Fluorescence Bronchoscopy Aids in Early Detection of Lung Cancer
Recent advances in the diagnosis of early stage lung cancer are showing promise to help improve treatment outcomes from this disease. In addition to CT scans, fluorescence bronchoscopy—a procedure approved by the FDA in 2005—is giving physicians the ability to diagnose lung cancer at its earliest, most treatable stages.
White light (WL) bronchoscopy is a procedure which allows the airway to be examined for cancer. While conventional bronchoscopy can be used to stage early lung cancer, even doctors experienced in bronchoscopy find detecting pre-cancerous lesions to be difficult. In an effort to improve detection, the Onco-LIFE™ Endoscopic Light Source and Video Camera may be used with bronchoscopes during endoscopic examination to illuminate and acquire real-time images of the lung or other hollow organs.
The Onco-LIFE™ consists of an endoscopic light source and video camera. It can operate in two modes:
- A conventional white light (WL) mode, also referred to as color imaging mode
- A fluorescence (FL) mode, in which it functions in the same way as conventional endoscopic light sources and cameras
In the FL mode, Onco-LIFE™ images native tissue fluorescence to aid in identifying potentially pre-cancerous and cancerous tissue. Blue light illuminates the tissue and excites fluorophors naturally present in the tissue. Areas suspicious for disease are displayed in red in the video image.
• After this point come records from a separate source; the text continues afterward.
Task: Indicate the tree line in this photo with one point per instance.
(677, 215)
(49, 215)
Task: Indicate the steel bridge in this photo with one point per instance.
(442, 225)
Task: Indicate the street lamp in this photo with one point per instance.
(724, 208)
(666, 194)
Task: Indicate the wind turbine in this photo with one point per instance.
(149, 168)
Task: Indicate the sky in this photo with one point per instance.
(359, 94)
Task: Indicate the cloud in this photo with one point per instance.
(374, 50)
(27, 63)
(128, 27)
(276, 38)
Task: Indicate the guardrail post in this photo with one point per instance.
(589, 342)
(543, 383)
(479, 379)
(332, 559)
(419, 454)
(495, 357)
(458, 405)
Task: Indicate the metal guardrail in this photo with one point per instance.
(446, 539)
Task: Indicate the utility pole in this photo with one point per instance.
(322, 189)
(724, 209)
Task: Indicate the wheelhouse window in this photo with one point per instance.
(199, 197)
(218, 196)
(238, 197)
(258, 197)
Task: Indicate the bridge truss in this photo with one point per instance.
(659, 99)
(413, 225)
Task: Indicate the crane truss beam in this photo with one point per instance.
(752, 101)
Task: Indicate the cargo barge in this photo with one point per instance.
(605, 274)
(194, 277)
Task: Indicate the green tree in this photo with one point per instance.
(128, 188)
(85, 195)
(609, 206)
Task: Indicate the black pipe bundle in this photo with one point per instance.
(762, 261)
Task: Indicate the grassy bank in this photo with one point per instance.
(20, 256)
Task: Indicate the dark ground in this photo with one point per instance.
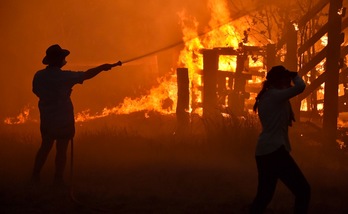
(123, 171)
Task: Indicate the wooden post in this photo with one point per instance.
(291, 63)
(182, 107)
(335, 39)
(210, 68)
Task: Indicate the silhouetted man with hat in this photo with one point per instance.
(53, 86)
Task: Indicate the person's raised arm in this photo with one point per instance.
(90, 73)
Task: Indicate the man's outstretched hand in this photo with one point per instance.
(106, 67)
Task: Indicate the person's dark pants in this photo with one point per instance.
(60, 160)
(280, 165)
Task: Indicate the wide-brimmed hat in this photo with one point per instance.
(54, 53)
Light-induced fluorescence endoscopy (FL), when used as an adjunct to WL, has been demonstrated to improve the sensitivity for detection of pre-invasive and invasive lesions in the lung. A recent multi-center study using Onco-LIFE™ demonstrated that WL+FL bronchoscopy using this device was 1.33 times more sensitive than WL alone in detecting disease, and 4.25 times more sensitive than WL specifically in detecting pre-invasive lesions.
Physicians in the Departments of Cardiothoracic Surgery and Pulmonary Medicine at both NYU Medical Center and Bellevue Hospital Center routinely use this method to evaluate the airway for otherwise undetected cancers, improving the early detection and treatment of lung cancer. New trials are being proposed for individuals at risk for lung cancer, but in the meantime the technique is being used in patients with established lung cancer to look for other hidden lesions or to evaluate the extent of the cancer prior to resection.